President of the LADDH
- In office 2005–2007
- Preceded by: Ali Yahia Abdennour
- Succeeded by: Mostefa Bouchachi

Personal details
- Born: Ḥusin Zehuan August 13, 1935 Draâ Ben Khedda, Tizi Ouzou Province, French Algeria
- Died: March 17, 2025 (aged 89)
- Resting place: El Alia Cemetery
- Citizenship: Algerian
- Party: MTLD FLN
- Occupation: Human Rights militant
- Profession: Politician, lawyer

Military service
- Allegiance: ALN
- Years of service: 1951–1962
- Rank: Officer

= Hocine Zehouane =

Algerian politician and human rights activist (1935–2025)

Hocine Zehouane (Ḥusin Zehuan; 13 August 1935 – 17 March 2025) was an Algerian politician and human rights activist.

== Early life ==
Hocine Zehouane was born in Draâ Ben Khedda in Kabylia in Algeria. He joined the Movement for the Triumph of Democratic Liberties MTLD, in 1954, while still in high school. He was then arrested and imprisoned from 1955 to 1957. On his release from prison, he joined the maquis in Kabylia. Wilaya III officer (Kabylia). He joined the Provisional Government of the Algerian Republic in March 1960.

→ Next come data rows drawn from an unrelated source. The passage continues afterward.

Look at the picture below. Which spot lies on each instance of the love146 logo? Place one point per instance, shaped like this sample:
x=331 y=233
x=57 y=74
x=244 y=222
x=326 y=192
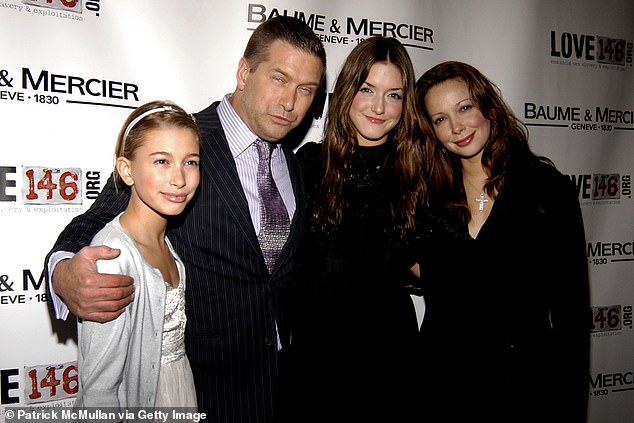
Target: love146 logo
x=50 y=382
x=43 y=185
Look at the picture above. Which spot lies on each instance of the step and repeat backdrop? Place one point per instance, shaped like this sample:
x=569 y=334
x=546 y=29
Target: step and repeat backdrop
x=72 y=70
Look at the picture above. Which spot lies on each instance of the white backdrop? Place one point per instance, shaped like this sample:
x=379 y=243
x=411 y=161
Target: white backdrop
x=72 y=70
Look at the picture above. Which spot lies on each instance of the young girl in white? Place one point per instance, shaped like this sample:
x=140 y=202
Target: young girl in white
x=138 y=359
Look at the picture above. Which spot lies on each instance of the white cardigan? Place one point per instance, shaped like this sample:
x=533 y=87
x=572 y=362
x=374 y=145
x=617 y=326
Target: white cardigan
x=111 y=371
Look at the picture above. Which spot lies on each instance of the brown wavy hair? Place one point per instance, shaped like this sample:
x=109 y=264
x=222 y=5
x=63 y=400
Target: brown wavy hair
x=340 y=141
x=508 y=139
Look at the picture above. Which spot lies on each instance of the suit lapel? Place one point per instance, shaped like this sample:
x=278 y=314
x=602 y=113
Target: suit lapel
x=218 y=163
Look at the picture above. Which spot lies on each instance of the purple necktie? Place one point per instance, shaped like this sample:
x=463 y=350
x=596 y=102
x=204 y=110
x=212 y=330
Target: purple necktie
x=274 y=222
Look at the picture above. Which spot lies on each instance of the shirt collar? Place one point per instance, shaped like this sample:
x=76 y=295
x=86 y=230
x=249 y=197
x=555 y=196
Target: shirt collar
x=238 y=134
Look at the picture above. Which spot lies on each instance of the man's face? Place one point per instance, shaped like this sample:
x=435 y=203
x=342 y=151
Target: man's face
x=274 y=98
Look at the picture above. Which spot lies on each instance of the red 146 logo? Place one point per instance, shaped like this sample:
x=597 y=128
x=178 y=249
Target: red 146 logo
x=50 y=382
x=43 y=185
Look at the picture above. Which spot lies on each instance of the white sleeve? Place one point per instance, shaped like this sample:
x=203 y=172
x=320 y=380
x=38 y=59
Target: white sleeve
x=61 y=310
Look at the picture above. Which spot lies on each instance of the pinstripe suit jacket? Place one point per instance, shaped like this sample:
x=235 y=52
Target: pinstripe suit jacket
x=234 y=307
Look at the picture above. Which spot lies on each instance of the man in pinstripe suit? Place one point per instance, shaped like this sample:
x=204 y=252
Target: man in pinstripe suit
x=237 y=311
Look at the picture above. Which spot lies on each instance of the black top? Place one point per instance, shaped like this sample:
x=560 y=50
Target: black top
x=356 y=321
x=506 y=326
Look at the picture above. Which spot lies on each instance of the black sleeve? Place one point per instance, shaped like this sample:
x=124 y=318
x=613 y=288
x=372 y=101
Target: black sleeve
x=80 y=231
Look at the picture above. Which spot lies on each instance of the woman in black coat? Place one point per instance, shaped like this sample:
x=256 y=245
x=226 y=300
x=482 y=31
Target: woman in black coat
x=502 y=264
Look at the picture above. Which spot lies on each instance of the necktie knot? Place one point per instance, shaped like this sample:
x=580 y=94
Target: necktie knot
x=274 y=220
x=265 y=149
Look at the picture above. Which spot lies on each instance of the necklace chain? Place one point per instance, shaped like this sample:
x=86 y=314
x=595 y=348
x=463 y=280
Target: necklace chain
x=480 y=199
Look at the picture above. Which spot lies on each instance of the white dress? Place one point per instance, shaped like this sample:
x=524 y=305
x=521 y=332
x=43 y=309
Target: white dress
x=176 y=382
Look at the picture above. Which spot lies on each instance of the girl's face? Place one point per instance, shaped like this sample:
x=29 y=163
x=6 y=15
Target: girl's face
x=164 y=172
x=457 y=121
x=377 y=107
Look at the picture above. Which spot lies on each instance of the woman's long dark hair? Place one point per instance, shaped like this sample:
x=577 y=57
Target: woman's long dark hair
x=340 y=141
x=508 y=140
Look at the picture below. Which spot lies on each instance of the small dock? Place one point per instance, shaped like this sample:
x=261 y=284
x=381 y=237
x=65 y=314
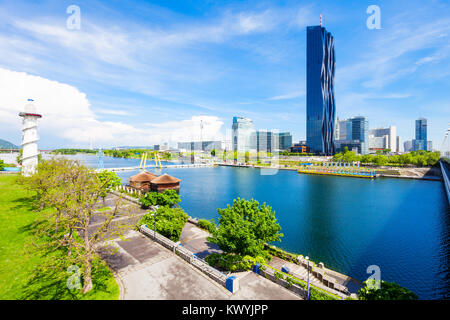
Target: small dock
x=193 y=165
x=341 y=173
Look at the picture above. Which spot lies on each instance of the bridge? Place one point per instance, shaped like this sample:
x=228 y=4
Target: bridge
x=192 y=165
x=445 y=162
x=445 y=167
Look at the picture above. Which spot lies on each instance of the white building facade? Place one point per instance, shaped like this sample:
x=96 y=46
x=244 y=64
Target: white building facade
x=29 y=139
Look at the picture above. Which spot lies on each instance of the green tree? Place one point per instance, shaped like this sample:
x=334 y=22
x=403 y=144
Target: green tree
x=168 y=198
x=168 y=222
x=387 y=291
x=245 y=227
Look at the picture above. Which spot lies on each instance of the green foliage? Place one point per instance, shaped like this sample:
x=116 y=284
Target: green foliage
x=387 y=291
x=168 y=222
x=168 y=198
x=28 y=270
x=245 y=227
x=277 y=252
x=209 y=226
x=233 y=262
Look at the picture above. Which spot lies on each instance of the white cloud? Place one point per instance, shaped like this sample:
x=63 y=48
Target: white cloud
x=290 y=95
x=67 y=115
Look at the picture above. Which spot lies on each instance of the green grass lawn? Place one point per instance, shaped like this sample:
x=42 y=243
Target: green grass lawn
x=24 y=271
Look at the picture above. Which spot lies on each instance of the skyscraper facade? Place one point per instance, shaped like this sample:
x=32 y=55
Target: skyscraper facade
x=320 y=102
x=353 y=133
x=383 y=138
x=268 y=141
x=242 y=130
x=420 y=143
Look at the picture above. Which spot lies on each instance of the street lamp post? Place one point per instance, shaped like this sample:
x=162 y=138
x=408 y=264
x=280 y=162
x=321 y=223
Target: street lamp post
x=307 y=294
x=154 y=226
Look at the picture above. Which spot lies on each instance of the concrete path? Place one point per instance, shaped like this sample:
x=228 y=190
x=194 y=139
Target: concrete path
x=194 y=239
x=147 y=270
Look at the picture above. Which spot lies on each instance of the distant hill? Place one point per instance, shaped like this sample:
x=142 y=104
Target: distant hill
x=7 y=145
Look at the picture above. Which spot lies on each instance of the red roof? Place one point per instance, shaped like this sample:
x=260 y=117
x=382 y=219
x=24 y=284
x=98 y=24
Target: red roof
x=165 y=179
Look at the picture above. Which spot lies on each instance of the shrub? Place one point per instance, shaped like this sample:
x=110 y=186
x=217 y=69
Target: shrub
x=279 y=275
x=209 y=226
x=233 y=262
x=169 y=222
x=387 y=291
x=245 y=227
x=168 y=198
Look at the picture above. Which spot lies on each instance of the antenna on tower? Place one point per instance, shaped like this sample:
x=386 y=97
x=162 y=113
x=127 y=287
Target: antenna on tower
x=201 y=134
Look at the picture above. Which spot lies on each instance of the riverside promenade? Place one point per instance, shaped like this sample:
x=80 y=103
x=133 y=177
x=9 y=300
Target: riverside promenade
x=145 y=269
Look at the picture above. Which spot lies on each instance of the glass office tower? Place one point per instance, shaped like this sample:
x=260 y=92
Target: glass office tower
x=320 y=103
x=420 y=143
x=242 y=130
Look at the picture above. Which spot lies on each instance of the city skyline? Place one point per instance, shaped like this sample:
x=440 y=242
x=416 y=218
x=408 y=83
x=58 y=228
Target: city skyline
x=126 y=76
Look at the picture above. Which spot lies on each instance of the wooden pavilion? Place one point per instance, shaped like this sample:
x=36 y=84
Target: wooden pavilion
x=141 y=181
x=164 y=182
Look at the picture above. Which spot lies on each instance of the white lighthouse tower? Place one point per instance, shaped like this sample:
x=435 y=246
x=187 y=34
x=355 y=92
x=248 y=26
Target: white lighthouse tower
x=29 y=139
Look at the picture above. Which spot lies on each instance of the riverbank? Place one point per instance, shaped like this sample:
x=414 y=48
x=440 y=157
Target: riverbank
x=430 y=174
x=22 y=266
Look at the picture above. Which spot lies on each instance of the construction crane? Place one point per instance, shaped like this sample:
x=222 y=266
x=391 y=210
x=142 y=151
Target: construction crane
x=143 y=163
x=100 y=159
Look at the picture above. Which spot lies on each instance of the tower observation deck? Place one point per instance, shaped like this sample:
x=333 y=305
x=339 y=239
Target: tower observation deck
x=30 y=138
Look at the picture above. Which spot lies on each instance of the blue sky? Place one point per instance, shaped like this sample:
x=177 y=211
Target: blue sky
x=138 y=71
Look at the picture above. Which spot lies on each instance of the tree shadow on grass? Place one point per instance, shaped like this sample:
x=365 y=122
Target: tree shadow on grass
x=49 y=281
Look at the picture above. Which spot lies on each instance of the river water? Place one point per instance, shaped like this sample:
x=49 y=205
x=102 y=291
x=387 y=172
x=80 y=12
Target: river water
x=348 y=224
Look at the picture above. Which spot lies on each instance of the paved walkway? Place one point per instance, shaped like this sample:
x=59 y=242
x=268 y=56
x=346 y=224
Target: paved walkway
x=194 y=239
x=147 y=270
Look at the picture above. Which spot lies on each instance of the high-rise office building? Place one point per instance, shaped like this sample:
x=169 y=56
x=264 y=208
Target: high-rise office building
x=353 y=134
x=283 y=140
x=268 y=141
x=320 y=102
x=200 y=145
x=420 y=143
x=407 y=146
x=242 y=130
x=383 y=138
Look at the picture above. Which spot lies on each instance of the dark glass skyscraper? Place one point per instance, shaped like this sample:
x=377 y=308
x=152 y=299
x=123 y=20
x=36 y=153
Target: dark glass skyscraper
x=320 y=104
x=420 y=143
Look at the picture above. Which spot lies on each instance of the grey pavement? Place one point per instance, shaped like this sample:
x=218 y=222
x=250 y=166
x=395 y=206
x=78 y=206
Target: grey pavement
x=147 y=270
x=194 y=239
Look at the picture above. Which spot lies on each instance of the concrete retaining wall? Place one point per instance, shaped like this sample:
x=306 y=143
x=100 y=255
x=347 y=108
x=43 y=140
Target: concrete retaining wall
x=185 y=254
x=269 y=273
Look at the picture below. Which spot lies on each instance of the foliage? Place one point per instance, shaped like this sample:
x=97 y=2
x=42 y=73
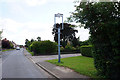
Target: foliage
x=6 y=44
x=80 y=64
x=44 y=47
x=67 y=34
x=103 y=21
x=86 y=50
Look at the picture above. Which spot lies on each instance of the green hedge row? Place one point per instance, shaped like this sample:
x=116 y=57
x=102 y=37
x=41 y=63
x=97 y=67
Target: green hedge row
x=43 y=47
x=86 y=50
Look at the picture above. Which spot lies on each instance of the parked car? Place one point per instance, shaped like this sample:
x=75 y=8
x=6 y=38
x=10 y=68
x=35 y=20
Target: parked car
x=17 y=48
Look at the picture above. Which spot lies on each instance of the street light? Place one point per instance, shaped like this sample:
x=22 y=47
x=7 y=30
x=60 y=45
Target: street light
x=58 y=15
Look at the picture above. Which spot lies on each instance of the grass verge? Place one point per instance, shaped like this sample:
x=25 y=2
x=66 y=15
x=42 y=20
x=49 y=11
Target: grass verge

== The League for Human Rights ==
In 1985, he participated in the founding of the first Algerian League for Human Rights (LADH), and in 2005 he became president of the Algerian League for the Defense of Human Rights.

== After the liberation ==
As a member of the Political Bureau of the National Liberation Front in 1964, in charge of the guidance sector, Hocine Zehouane participated in the first regional Congress of the General Union of Algerian Workers. On this occasion, he declared that "Algerian workers must gain access to political power".

He opposed the coup d'etat of 19 June 1965, by Houari Boumedienne, which led him to prison before being placed under house arrest in the south from 1965 to 1971. He went into exile in France after 1973 and returned to his country after the death of Algerian President Houari Boumédiène.

Hocine died on 17 March 2025, at the age of 89.